Bir yandan bu sözleri yineleyip duruyor bir yandan da şiddetli bir şekilde ihtizaz ediyordu*. Bu olanlara bir anlam veremedim. Kimi, niçin ve nasıl öldürmüştü? Adını sordum.
“Mühim olan kim olduğum değil ne yaptığım…”
Demekle yetindi.
Bilmece gibi konuşuyor olduğu için ne anlatmak istediğini bir türlü anlayamadım. Divane bir meczuptan farksızdı. Bir müddet bu konuşmalara devam etti.
“ Sevdiğimin katiliyim ben. Ya da o benim katilim. Ben yaşayan bir ölüyken, o ölüyken yaşıyorsa gerçekte kim kimi öldürdü?”
Bu soruyu bana yöneltmişti. Afalladım. Konuyu idrak etmekte güçlük çekiyordum.
“ Ortada bir ceset yoksa katil de yoktur.”
Dedim.
“ Kendinizi akıllı ve gören biri sanıyorsanız fena halde yanılıyorsunuz.”
Dedi.
Benim yanıma gelip böyle ahmak muamelesi yapmasıyla hiddetten kaskatı kesilsem de bunun altından çıkacak hikâyenin merakı beni esir aldığı için sadece sustum.
“ Beni sev dedi sevdim. Sonra elime bir silah tutuşturdu vur dedi. Parmağım namluda tir tir titredi. Beni azmettirmek için türlü sözler söyledi. En sonunda onu vurdum. Gölgesi beni hala takip ediyor, bedeni yaşıyor. Sizce asıl ölü olan o mu ben miyim?”
Meğer hikâyenin sonunu baştan anlatmıştı. Daha onu gördüğüm ilk anda şu vakte kadar tanımış olduğum pek çok kimseden bambaşka bir insan olduğunu sezmiştim. Pür dikkat ona odaklanmaya ve anlatacaklarını can kulağıyla dinlemeye karar verdim:
“ Bana öncelikle kim olduğunuzu ve niçin benim yanıma geldiğinizi söyler misiniz? Size yardımcı olmak isterim.”

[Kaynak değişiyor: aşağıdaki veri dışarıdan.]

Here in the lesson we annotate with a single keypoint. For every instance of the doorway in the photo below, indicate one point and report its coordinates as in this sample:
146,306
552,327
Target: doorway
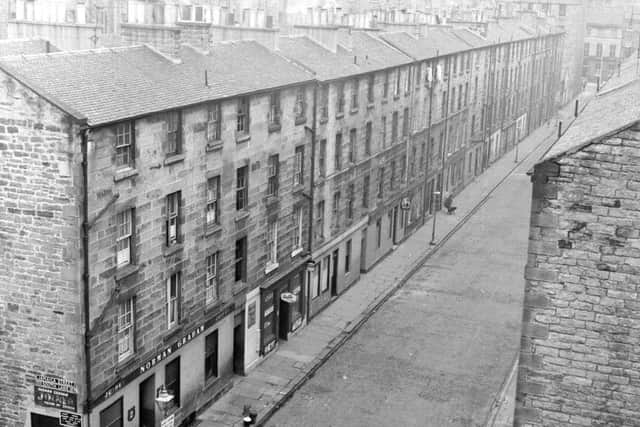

Bu sözlerime karşılık yüzünde alaycı ve bilgiç bir tebessüm belirdi. Karşımda çözülmesi neredeyse imkânsız bir bilmece duruyordu. Ama bende bu bilmeceyi çözecek hırs ve merak ziyadesiyle mevcuttu. Oyunu onun kurallarıyla oynamaya karar verdim. Sözlerime devam ettim:
‘’ Birini öldürmek… Müşkül iştir. Bunu gerçekte yapmadığınızı geç de olsa anladım. Siz daha zorunu yapmışsınız. Birini ruhunuzda öldürmüşsünüz, değil mi?’’
Dedim.
Yüzünde demin beliren tebessüm hızla eridi ve yerini derin bir tefekküre* bıraktı. Sanırım onu doğru yerden yakalamıştım. Düğüm zor da olsa açılacak gibiydi. Benim hamlemi bekliyordu. Onunla adeta satranç oynuyor gibiydik. Karşımdaki insanın zekâsının parıltısı loş odamı aydınlatmaya yetmişti ama beni de hafife almamalıydı. Bir müddet o beni bende onu derin bakışlarla süzdük.
Sonra ansızın toparlanıp kalkmaya yeltendi. Bunu hiç beklemiyordum. Beni türlü soruların ortasında öylece bırakıp gitmesine izin veremezdim. Onu burada tutmak için bir şeyler yapmalıydım. Ve yaptım da.
“ Bana onun sizi fail olmaya nasıl ittiğini anlatmadan mı gideceksiniz? Hikâyenizi anlatmaya cesaretiniz yoksa derhal burayı terk edin!”
Ters psikolojinin kimi zaman etkili olduğunu duymuştum. Bir kumar oynamıştım ve işe yarayıp yaramayacağını şimdi görecektim.
“ Ben anlatmak için yeterince cesaretliyim. Dinlemek ve kaleme almak hususunda doğru kişi olup olmadığınızı görmem için sizi bir teste tabii tutmam gerekti. Neyse ki siz doğru adrese geldiğimi göstermiş oldunuz. Sergilediğiniz cüretkârlık için teşekkür ederim. Vaktiniz var mı?”
Dedi.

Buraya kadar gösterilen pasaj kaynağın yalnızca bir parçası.